As more and more middle class tourists take to the skies, the 2016 edition of the Arabian Travel Market (ATM) will throw the spotlight on mid-market travel and how the Middle East can develop and grow business from this new wave of travellers, especially from emerging markets.

In addition, the ATM will also focus on luxury travel, spas and wellness, technology, halal tourism, shopping, adventure travel and responsible tourist, according to Simon Press, senior exhibition director at Reed Travel Exhibitions, the organiser of the show.

Now in its 23rd edition, this year’s ATM takes place at the Dubai World Trade Centre in Dubai, UAE, from April 25 to 28.

It will will feature more than 2,800 exhibitors from 80 countries across the world and as many as 26,000 visitors over the course of the four-day event.

While the overarching theme for this year’s show is mid-market travel, the event will continue to focus on different market verticals from spa and wellness to cruise tourism, as well as reprise the hugely popular and informative technology theatre series of seminars, workshops and presentations, says Press.

Simon Press

There is demand for new midscale projects right across the region, and this has been identified as both an underdeveloped and potential growth area for the region, driven by demand from the growing middle class markets such as China, India and Africa combined with budget Generation Y travellers and young families, Press tells TTN.

'If we look just at Dubai as an example, data released by Jones Lang LaSalle (JLL) revealed that up to 50 per cent of the 3,600 new hotel rooms to enter the Dubai market in the final months of 2015 had a three-star or lower rating.
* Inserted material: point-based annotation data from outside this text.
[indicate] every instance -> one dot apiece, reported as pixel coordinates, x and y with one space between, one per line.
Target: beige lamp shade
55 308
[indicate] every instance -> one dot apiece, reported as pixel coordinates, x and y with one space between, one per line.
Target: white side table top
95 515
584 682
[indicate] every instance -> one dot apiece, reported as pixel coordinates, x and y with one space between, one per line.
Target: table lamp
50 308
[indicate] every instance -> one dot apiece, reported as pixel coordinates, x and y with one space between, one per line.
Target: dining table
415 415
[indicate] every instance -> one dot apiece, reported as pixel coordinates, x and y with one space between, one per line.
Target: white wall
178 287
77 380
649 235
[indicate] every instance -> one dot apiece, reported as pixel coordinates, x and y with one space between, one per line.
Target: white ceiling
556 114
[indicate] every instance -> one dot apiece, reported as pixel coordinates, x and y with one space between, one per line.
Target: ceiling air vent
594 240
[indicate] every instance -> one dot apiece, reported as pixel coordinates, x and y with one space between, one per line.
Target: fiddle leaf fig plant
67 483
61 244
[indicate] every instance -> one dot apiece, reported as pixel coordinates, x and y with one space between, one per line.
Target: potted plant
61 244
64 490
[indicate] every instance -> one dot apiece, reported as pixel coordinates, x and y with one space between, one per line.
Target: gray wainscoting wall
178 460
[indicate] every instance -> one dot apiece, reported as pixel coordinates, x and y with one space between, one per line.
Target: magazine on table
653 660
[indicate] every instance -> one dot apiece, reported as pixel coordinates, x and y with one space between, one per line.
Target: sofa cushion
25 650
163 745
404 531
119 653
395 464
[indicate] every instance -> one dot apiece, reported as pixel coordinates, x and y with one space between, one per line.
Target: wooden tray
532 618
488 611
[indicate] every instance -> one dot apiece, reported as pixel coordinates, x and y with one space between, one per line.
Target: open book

This has added much-needed midscale room stock to the emirate’s hotel landscape, where three-star or below room supply only accounted for 29 per cent of total availability in the first quarter of 2015,' he says.

Destinations such as Dubai are already putting in place programmes to encourage investment into midmarket hotels such as the release of government land plots for three- and four-star hotel projects, speeding up of the construction permit approval process to just two months, and the waiver of the 10 per cent municipality room tax for four years upon completion, Press says.

Press also expects the event to generate brisk business by the billions, as usual. 'In 2015 business deals worth more than $2.5 billion were signed over the four days and we look forward to a similarly productive show this year,' he says.